'Immaculate Reception' Still Haunts Raiders

'Immaculate Reception' Still Haunts Raiders

In the minutes before the insanity, the teenager alone in the Davis home in Piedmont had lost his sanity. The game was over, his beloved Raiders had won, and he was sprinting about the house yelling and screaming and bouncing on the furniture.

Exactly 40 years later, Mark Davis is the team's managing general partner and his childhood memory remains. He vividly recalls how those moments of unrestrained joy turned to overwhelming sorrow somehow quickly and slowly at once.

"I went absolutely berserk," he says. "I went from room to room, jumping on the beds, jumping on the couch.

"Then I came back down to watch, you know, the end of it. And all of a sudden ... it was like sudden death."

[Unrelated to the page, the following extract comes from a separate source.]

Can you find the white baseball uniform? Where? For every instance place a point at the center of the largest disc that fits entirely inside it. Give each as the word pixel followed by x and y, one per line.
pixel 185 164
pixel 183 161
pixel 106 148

It certainly was for the Raiders' 1972 season. They had been buried by one final and incredibly shocking turn of events, the kind of play not seen before or since in the NFL.

Now commonly referred to as the "Immaculate Reception," the controversial play Davis and millions of football fans can't forget took place on Dec. 23, 1972, and has a distinctive place in football lore. It occurred on the last play of the AFC Divisional playoff game between Oakland and Pittsburgh at Three Rivers Stadium.

Of the many painful moments in Raiders history, none is more haunting or agonizing.